Das Phänomen "Provinz" in Henning Ahrens' "Brauereiausschank, Kleinstadt" und Jan Wagners "gaststuben in der provinz"


Hausarbeit, 2013

22 Seiten, Note: 1,0


Leseprobe


Inhaltsverzeichnis

1 Einleitung

2 Die Anthologie Laute Verse als gemeinsamer Kontext

3 Jan Wagner: gaststuben in der provinz
3.1 Zur Form
3.2 Entdeckung des Milieus „Gaststube“
3.3 Das Foto zur Fixierung eines Status quo
3.4 Zwischenfazit I

4 Henning Ahrens: Brauereiausschank, Kleinstadt
4.1 Zur Form
4.2 Die Sprecherinstanz
4.3 Das Phänomen „Kleinstadtschänke“
4.4 Zwischenfazit II

5 Brauereiausschank, Kleinstadt und gaststuben in der provinz im Direktvergleich

6 Schlussbetrachtung

Literaturverzeichnis

Einleitung

Die Auseinandersetzung mit zeitgenössischer Dichtung ist eine spannende Herausforderung: Motive, die vorher nicht thematisiert wurden, weil es sie schlicht nicht gab, finden Eingang in die Verse. „Klassische“ Formanalysen werden neuen Gedichten kaum gerecht und die Frage, was unter Lyrik eigentlich zu verstehen sei, beschäftigt ganze Seminare. Die Zeit der Regelwerke à la Opitz ist lange vorbei, und Dichter beschreiten mutig immer neue Wege, um einer frischen, unverbrauchten Idee in unkonventioneller Form Ausdruck zu verleihen. Ganz nach dem Motto „anything goes“ lassen sich kreative Köpfe auf Poetry Slams freien Lauf, reimt die Zunge in wilden Wortspielen, lädt der Rhythmus zum kollektiven Fußwippen ein.

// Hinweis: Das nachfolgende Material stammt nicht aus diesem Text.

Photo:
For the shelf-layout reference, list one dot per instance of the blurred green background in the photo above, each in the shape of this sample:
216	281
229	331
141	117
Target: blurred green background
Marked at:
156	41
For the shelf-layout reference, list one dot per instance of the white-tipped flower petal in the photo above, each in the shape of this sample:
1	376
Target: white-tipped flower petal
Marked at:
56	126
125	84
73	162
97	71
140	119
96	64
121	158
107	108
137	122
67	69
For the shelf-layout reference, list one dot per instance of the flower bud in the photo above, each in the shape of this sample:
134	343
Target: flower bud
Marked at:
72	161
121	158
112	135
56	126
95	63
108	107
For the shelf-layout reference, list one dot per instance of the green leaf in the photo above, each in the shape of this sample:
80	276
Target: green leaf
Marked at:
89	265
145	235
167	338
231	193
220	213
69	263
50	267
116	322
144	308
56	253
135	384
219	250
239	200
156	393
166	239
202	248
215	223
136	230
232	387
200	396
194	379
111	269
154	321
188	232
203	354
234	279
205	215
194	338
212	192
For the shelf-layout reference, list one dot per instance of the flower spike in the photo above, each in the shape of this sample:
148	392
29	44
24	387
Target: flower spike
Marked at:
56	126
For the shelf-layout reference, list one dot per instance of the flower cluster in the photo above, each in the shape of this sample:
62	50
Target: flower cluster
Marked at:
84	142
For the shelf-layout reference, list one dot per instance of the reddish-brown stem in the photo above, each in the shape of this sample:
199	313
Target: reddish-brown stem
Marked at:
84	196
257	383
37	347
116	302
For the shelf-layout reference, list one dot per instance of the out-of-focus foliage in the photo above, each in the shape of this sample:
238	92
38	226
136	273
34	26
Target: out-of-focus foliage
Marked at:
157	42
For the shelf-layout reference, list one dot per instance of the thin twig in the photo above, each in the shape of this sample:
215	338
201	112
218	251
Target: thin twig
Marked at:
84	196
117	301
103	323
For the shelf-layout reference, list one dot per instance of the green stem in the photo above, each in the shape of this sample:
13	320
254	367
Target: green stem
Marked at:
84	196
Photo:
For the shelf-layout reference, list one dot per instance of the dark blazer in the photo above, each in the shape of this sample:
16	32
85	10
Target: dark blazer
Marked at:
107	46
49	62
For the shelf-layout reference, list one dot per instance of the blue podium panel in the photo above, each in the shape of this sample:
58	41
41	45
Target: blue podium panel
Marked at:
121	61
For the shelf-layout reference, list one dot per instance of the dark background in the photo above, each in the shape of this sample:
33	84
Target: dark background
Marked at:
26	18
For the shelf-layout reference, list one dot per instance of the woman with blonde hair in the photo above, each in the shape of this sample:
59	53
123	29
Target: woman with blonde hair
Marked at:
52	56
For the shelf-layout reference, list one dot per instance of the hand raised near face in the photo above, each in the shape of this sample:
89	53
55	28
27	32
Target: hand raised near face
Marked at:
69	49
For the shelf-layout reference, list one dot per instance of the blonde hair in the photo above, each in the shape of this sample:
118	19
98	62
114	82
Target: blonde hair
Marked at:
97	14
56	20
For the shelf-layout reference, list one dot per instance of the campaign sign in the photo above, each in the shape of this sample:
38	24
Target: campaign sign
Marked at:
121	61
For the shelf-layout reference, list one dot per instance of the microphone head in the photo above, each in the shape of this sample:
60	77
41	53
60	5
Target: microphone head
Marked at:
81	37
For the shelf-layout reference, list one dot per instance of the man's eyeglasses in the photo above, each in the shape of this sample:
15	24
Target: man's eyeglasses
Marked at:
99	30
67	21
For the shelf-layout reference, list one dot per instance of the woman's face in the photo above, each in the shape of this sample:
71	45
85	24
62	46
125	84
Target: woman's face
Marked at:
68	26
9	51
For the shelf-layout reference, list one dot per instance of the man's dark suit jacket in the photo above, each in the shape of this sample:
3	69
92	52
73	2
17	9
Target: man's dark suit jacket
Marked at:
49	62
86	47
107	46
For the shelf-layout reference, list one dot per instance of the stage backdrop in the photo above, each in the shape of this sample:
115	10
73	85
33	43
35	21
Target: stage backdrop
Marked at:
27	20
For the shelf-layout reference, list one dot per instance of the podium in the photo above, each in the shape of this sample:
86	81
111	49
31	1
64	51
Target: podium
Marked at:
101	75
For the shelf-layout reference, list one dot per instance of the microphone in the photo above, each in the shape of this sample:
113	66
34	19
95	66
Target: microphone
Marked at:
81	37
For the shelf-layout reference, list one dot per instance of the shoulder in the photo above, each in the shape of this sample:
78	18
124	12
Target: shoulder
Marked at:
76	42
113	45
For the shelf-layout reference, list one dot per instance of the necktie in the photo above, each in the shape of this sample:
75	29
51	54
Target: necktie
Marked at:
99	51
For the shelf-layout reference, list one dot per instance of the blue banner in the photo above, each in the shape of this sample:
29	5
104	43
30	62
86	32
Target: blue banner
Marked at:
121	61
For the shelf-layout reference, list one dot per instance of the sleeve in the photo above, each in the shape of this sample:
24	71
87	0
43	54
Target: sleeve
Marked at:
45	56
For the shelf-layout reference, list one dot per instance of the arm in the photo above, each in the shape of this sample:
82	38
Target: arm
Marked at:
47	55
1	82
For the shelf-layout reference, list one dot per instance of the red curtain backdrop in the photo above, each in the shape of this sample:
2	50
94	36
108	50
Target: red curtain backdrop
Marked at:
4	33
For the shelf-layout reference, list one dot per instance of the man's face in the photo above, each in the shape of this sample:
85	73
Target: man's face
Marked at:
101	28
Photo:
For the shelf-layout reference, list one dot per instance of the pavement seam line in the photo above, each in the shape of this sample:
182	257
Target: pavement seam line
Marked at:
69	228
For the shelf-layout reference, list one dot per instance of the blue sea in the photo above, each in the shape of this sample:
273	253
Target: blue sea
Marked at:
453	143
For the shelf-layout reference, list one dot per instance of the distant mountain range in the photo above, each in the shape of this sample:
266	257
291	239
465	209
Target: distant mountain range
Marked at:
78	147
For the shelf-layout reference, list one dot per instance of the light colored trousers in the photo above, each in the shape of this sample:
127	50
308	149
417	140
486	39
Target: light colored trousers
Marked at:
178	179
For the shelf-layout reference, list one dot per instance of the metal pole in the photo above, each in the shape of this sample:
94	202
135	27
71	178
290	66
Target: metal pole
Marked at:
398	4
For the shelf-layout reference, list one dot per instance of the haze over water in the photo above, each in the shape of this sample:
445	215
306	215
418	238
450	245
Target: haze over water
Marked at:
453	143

Aber auch eingelaufene Wege dürfen wieder beschritten werden – unter der Voraussetzung, dass unterwegs ein paar neue Blümchen gepflanzt oder der Pfad auch einmal rückwärts oder im Handstand gegangen wird. Auf ähnlich kreative Methoden setzten auch Jan Wagner und Henning Ahrens, deren Gedichte gaststuben in der provinz und Brauereiausschank, Kleinstadt in dieser Arbeit untersucht werden. Beide griffen in ihren Gedichten das altbekannte Thema „Provinz“ auf, finden jedoch ihre ganz eigenen Wege, einem etwas angestaubten Motiv einen neuen, frischen Anstrich zu geben: Während Ahrens dem aktuellen Trend zur prosaischen Dichtung folgt und dem Leser in Versform eine „Geschichte“ über das Kleinstadtleben erzählt, setzt Wagner auf scheinbar unspektakuläre, doch tatsächlich äußerst feinsinnig gewählte Details, um einen ganz neuen Zugang zur Thematik zu ermöglichen.

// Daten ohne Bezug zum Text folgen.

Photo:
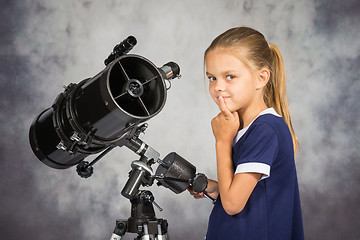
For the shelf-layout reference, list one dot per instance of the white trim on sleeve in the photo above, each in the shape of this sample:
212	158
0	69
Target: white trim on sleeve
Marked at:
254	167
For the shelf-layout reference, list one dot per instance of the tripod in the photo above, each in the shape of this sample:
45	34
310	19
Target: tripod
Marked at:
142	221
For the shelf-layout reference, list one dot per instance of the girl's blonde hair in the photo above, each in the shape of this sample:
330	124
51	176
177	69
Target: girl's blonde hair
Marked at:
256	53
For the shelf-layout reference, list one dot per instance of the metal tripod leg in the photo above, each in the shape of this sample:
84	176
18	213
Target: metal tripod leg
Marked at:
119	230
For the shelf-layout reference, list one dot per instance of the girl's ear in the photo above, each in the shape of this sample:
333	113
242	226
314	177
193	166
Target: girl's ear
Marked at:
263	78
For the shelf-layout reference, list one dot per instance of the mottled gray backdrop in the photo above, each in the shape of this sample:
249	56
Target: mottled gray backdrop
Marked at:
46	44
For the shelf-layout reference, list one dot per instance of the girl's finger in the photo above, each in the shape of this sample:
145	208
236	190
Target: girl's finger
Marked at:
223	108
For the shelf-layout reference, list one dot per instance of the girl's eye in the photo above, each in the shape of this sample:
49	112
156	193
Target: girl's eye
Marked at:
230	77
211	79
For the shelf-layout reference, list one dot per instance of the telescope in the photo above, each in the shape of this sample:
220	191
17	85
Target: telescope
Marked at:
110	110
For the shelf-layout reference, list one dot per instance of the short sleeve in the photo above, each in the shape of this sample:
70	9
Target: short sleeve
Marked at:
257	151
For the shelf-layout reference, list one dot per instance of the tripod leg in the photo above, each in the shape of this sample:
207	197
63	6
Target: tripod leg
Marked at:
162	230
119	230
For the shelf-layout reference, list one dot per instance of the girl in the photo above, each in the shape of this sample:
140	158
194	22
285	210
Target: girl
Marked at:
257	189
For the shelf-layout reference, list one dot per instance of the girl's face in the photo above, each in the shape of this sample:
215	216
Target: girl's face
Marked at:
230	79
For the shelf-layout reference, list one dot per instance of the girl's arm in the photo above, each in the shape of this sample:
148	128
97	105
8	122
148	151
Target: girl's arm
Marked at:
211	190
235	190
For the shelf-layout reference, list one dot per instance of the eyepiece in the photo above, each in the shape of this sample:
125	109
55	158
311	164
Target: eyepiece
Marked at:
121	49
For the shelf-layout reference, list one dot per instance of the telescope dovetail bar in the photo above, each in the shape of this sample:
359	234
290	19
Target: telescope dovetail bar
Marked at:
109	110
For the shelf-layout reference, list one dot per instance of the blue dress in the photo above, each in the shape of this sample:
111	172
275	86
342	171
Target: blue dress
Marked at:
273	211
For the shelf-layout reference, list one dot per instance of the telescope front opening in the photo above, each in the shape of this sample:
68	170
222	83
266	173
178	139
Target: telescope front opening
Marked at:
137	86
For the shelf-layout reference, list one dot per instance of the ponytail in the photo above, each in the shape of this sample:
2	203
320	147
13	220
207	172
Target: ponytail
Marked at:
275	91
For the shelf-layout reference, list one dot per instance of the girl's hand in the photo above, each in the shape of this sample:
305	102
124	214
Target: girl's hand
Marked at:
212	190
226	124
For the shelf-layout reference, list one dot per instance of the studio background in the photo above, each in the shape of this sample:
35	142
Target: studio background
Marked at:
46	44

Meine Vorgehensweise bei der Betrachtung der Gedichte ist, wie das Material selbst, an unsere Zeit angepasst und entspricht daher in Aufbau und Zusammensetzung nicht einer „klassischen“ Gedichtinterpretation. Um allen wichtigen Aspekten der Gedichte den nötigen Raum zu geben, wähle ich stattdessen eine freiere, leicht essayistische, wiewohl selbstverständlich wissenschaftliche Methode. Dabei stütze ich vor allem auf meine eigenen Leseeindrücke, beziehe aber zum einen die Kenntnisse aus dem Seminar Lyrik nach 2000 und zum anderen die aktuelle Lyriktheorie mit ein, um den Gedichten in vollem Umfang gerecht zu werden. Zur besseren Kontextualisierung stelle ich den Interpretationen zudem eine Vorstellung der Anthologie Laute Verse voran, in der Ahrens’ und Wagners Gedichte abgedruckt sind. Ziel der Arbeit ist, das „Neue“ in den untersuchten Gedichten herauszuarbeiten und somit auch zu zeigen, wie viel Potenzial in der zeitgenössischen Lyrik steckt, für die Wagners und Ahrens’ Werke exemplarisch stehen.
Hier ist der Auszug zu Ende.